Today, most people will tell you that they have some sort of understanding of how solar panels work. After all, the concept is pretty simple, right? Panels installed on a roof absorb the sun’s energy and use it to power a person’s home or business.  

The thing is, how does this happen? How can we get power from sunlight, and not only that but how does that power get converted into something that works with the electrical systems and appliances in our homes?
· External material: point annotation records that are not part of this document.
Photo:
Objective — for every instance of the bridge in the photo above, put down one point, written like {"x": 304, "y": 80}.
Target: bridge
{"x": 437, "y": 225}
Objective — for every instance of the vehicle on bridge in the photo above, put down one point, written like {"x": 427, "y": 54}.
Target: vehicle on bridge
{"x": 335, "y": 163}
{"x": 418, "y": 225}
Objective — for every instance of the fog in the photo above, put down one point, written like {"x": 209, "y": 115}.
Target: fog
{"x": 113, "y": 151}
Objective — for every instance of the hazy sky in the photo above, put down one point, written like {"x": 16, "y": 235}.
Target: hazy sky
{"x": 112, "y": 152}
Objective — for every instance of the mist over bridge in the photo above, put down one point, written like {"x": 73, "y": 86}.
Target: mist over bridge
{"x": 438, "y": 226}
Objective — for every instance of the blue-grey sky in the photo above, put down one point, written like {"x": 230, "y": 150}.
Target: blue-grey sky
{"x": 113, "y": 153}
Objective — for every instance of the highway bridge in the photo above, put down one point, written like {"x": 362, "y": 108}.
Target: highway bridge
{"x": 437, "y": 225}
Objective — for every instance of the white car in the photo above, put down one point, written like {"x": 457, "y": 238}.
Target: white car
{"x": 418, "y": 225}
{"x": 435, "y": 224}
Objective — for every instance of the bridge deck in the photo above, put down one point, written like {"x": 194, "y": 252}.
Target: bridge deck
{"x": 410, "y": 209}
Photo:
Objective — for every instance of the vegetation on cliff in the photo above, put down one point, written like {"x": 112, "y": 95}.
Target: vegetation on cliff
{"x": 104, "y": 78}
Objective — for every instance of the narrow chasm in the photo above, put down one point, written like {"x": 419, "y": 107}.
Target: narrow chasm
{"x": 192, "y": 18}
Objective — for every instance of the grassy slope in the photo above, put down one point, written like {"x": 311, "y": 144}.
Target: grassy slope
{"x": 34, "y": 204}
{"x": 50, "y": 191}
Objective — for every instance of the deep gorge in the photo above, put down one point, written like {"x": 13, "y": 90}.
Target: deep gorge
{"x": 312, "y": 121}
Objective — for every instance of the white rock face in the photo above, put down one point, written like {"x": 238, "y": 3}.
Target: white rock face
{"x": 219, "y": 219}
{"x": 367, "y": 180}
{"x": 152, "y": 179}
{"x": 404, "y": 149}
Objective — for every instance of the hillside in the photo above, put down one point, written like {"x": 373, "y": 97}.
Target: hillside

Most solar professionals will tell you that while homeowners understand the general concept of solar PV, they are often less likely to understand the specifics.  

Today, we will explain the exact process by which a solar photovoltaic (PV) system produces electricity, take a closer look at the components of a solar PV system, and explain what happens to any of the surplus energy generated by a solar system. 

What is a Solar Photovoltaic System? 

A solar photovoltaic system, commonly referred to as a solar PV system, combines everything necessary for sunlight to be gathered and converted into usable power. This includes the solar panels themselves, the materials used to anchor the panels to the roof, and the inverter used to convert your electricity, amongst other things.  

Just buying and installing PV panels won’t be enough to convert sunlight into electrical power. More components are at play when generating free, renewable energy for a home. Before we get to how solar photovoltaic systems produce electricity, it’s essential to understand what role each component of a PV system plays in generating power.  

Solar PV System Components 

  • Solar Cells: Typically made of silicon, solar cells are the main component of a solar panel. These are what produce energy through what’s called the photovoltaic effect. The most common varieties of solar cells are monocrystalline (one single wafer of silicon) and polycrystalline (combined shards/pieces of silicon). 
  • Solar Panels/Solar Modules: Solar panels house a group of solar photovoltaic cells and can be installed on a roof or the ground in a grouping called a solar array.  
  • Inverters: A solar inverter is the component of a PV system that converts the DC electricity generated by the solar cells into the AC electricity accepted by a home. Without an inverter, a PV array will not be able to power anything.  
  • Wiring: Wiring encompasses every cable necessary to connect each solar system component. Wires are used to connect PV cells into arrays, the array to the inverter and the disconnects, and the system to the grid and home.  
  • Racking: Racks are used to fix solar panels on roofs or the ground.  
  • AC/DC Disconnects: Required by most building codes, AC and DC disconnects are switches that can quickly stop the flow of electricity from solar arrays to both the home and the grid in the event of a fire or other emergencies, as well as for maintenance. You can think of solar disconnects as a kill switch for your solar system.  
  • Solar Trackers (optional): Solar trackers can be installed as a component of a ground-mounted system to enable the panels to “follow” the sun, allowing them to always tilt at the optimal angle to generate the most solar power possible.  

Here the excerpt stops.